Du positif à tirer du quotidien confine pour une majorité de français
En deuxième grand enseignement, retenons que l’opinion publique considère qu’il peut y avoir un héritage positif du confinement.58% des Français déclarent en effet avoir vécu pendant le confinement des « choses positives qu’ils ne faisaient pas auparavant » et qu’ils aimeraient conserver au sein des mois et années qui viennent. Le surcroît de temps pour des activités manuelles (cuisiner, jardiner, bricoler – 57% des citations), pour s’occuper de son conjoint et de ses enfants (45%) et de soi (42%) constituent les principaux éléments positif vécus du confinement.

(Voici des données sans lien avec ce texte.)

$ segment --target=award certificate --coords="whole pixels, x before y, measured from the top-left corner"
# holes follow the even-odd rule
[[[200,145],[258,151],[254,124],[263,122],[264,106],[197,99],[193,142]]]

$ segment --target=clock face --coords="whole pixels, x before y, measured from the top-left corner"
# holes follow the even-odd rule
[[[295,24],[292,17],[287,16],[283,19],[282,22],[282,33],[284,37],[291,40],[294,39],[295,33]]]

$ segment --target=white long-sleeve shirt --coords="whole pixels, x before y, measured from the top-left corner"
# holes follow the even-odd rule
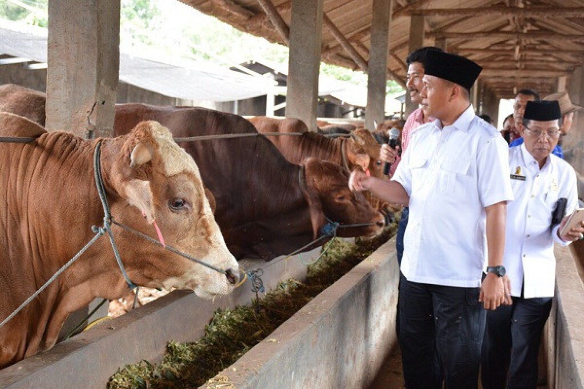
[[[507,231],[503,264],[511,281],[511,295],[542,297],[554,295],[555,258],[554,241],[559,225],[551,226],[551,214],[560,198],[568,199],[566,215],[578,205],[576,173],[565,161],[550,155],[540,169],[525,145],[509,149],[511,186],[515,199],[507,205]],[[517,179],[517,176],[525,180]]]
[[[401,271],[409,281],[481,285],[485,208],[513,199],[509,148],[472,106],[451,125],[421,126],[392,178],[409,196]]]

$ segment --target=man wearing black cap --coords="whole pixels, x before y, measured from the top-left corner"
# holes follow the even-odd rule
[[[486,313],[481,377],[484,389],[535,389],[537,357],[550,314],[555,275],[554,242],[582,236],[578,227],[561,235],[562,215],[552,218],[559,199],[571,213],[578,204],[576,173],[551,154],[558,142],[561,113],[557,101],[528,101],[524,142],[509,149],[515,200],[507,205],[503,264],[513,304]],[[508,375],[507,375],[508,373]]]
[[[508,146],[470,102],[481,67],[439,51],[427,61],[422,105],[436,120],[412,137],[391,181],[356,172],[349,186],[409,202],[398,304],[406,387],[437,389],[443,381],[447,388],[472,389],[483,307],[510,300],[502,268],[506,202],[513,199]]]

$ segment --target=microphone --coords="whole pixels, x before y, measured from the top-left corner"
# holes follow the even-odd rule
[[[390,136],[390,141],[387,144],[390,145],[392,149],[395,149],[395,146],[398,144],[398,138],[399,138],[399,130],[394,127],[391,130],[388,131],[388,135]],[[383,174],[387,176],[390,174],[390,169],[391,167],[391,164],[389,162],[385,162],[385,164],[383,166]]]
[[[391,130],[388,131],[390,136],[390,141],[387,142],[387,144],[390,145],[392,149],[395,149],[395,146],[398,144],[398,138],[399,138],[399,130],[394,127]],[[390,169],[391,167],[391,164],[389,162],[385,162],[385,164],[383,166],[383,174],[387,176],[390,174]]]

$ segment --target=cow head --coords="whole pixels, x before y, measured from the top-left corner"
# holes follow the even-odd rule
[[[383,175],[383,163],[379,159],[381,145],[364,128],[358,128],[351,133],[347,141],[347,158],[354,159],[354,166],[360,166],[363,170],[369,170],[373,177]]]
[[[341,225],[373,223],[340,228],[338,236],[373,236],[381,232],[385,225],[383,216],[371,208],[361,193],[349,190],[346,170],[332,162],[312,157],[304,160],[302,168],[304,182],[301,177],[300,185],[310,208],[315,239],[319,229],[326,223],[326,218]]]
[[[121,232],[133,243],[133,255],[123,258],[130,279],[151,288],[192,289],[201,297],[231,291],[237,262],[225,246],[192,158],[154,121],[140,123],[123,139],[117,152],[106,155],[105,144],[102,152],[109,165],[108,183],[121,198],[112,205],[114,217],[150,236],[155,236],[155,222],[165,243],[235,275],[226,277]]]

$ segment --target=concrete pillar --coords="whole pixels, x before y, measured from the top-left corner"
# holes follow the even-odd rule
[[[374,121],[383,123],[385,120],[387,45],[393,13],[392,0],[373,0],[372,11],[365,111],[365,128],[369,130],[376,129]]]
[[[471,103],[474,107],[475,111],[477,113],[477,114],[478,114],[479,113],[478,90],[479,90],[478,80],[477,80],[476,81],[475,81],[474,84],[473,84],[472,87],[471,88],[470,93],[471,93]]]
[[[113,135],[119,68],[119,0],[48,5],[47,129],[80,136]],[[87,115],[98,131],[88,134]],[[100,131],[100,129],[106,129]]]
[[[323,0],[292,0],[286,117],[317,131]]]
[[[413,16],[409,17],[409,41],[408,43],[408,53],[420,48],[424,45],[424,17]],[[405,94],[405,114],[407,116],[418,108],[418,104],[409,100],[409,93]]]
[[[574,104],[582,106],[584,104],[584,68],[576,68],[570,75],[566,83],[566,90],[570,100]],[[572,165],[578,173],[579,181],[584,175],[584,113],[576,111],[574,114],[573,122],[570,132],[560,139],[564,149],[564,159]],[[580,185],[578,185],[580,187]],[[580,198],[584,192],[580,192]]]
[[[568,77],[566,76],[560,76],[558,78],[558,83],[555,88],[557,92],[565,92],[566,90],[566,80],[567,78]]]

La perception d’un héritage positif à conserver s’impose nettement, de façon quasi-équivalente au sein des catégories supérieures (67%) et populaires (65%). L’âge et le lieu de résidence sont en revanche plus discriminants : les plus de 65 ans, sans doute en raison de l’inquiétude pour soi et du manque de sociabilité, considèrent très majoritairement (72%) qu’il n’y a rien de positif à tirer de l’expérience confinée et les habitants des territoires ruraux (47%), sans doute parce que leur quotidien a été moins chamboulé, sont moins nombreux que les urbains de province (58%) et les habitants de l’agglomération parisienne (70%) à voir du positif dans l’expérience de leur confinement.

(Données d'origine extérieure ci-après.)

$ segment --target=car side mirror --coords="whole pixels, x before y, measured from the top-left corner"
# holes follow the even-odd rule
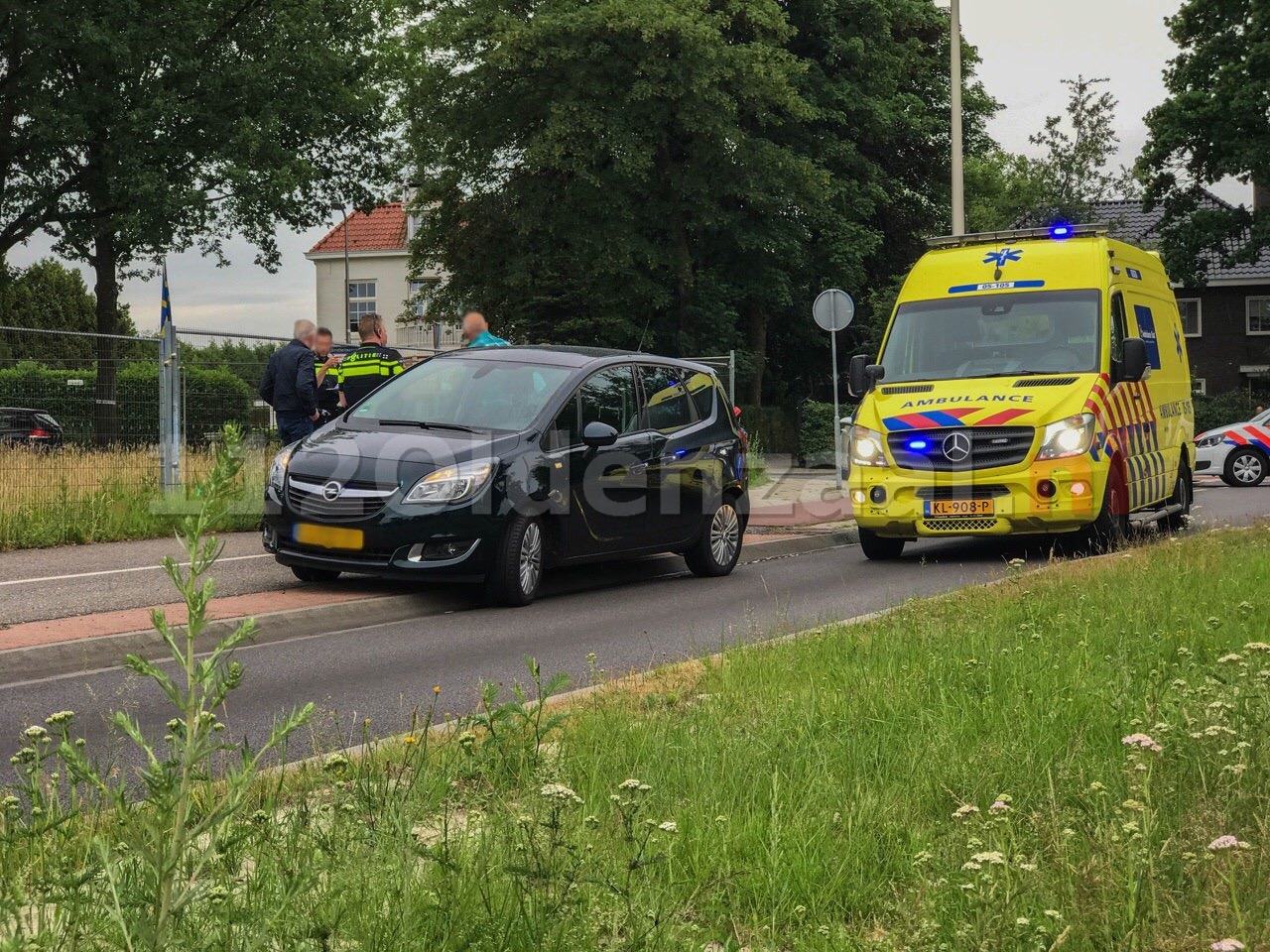
[[[847,390],[851,391],[851,396],[862,397],[885,376],[886,371],[881,364],[869,363],[867,357],[856,354],[851,358],[851,366],[847,369]]]
[[[592,420],[585,426],[582,428],[582,442],[591,447],[592,449],[599,449],[601,447],[611,447],[617,442],[617,430],[610,426],[607,423],[601,423],[599,420]]]
[[[1142,338],[1125,338],[1120,358],[1120,376],[1126,383],[1137,383],[1147,376],[1147,341]]]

Le paradis, c’est les autres ?
Interrogés en question ouverte (avec des réponses totalement libres donc) sur ce qui leur a le plus manqué au sein de leur quotidien durant le confinement, les Français expriment une perception largement partagée et clairement dominante, structurée autour du manque des Autres, des proches, des amis, des interaction sociales, dans le cadre privé comme dans le cadre professionnel…40% citent ainsi ne pas voir ses amis, ses proches, sa famille, ses collègues comme le principal manque durant le confinement alors que 23% mentionnent le manque de « collectif » et de sorties dans des lieux publics (bars, restaurants, cinémas, concerts, shopping, sports…). Au total, ce sont donc près des deux tiers des Français (63%) qui se réunissent spontanément autour de l’absence de sociabilité et de l’Autre comme frustration première du confinement. On trouve ensuite quasiment à part égale deux attitudes plus polarisées et diamétralement opposées : 16%, d’un côté, considèrent que le confinement n’a créé pour eux ni manque, ni frustration alors que 15% de l’autre le voient principalement comme une privation de mouvement et une atteinte à leur liberté individuelle. 11% citent le manque de nature, de balades, de promenades au grand air comme leur manque principal de l’expérience confinée. Enfin, seuls 6% pointent le « travail » comme principal manque, bien plus sous la forme du manque des collègues que du manque de l’activité en elle-même.
Quelles « bonnes résolutions » pour l’après ?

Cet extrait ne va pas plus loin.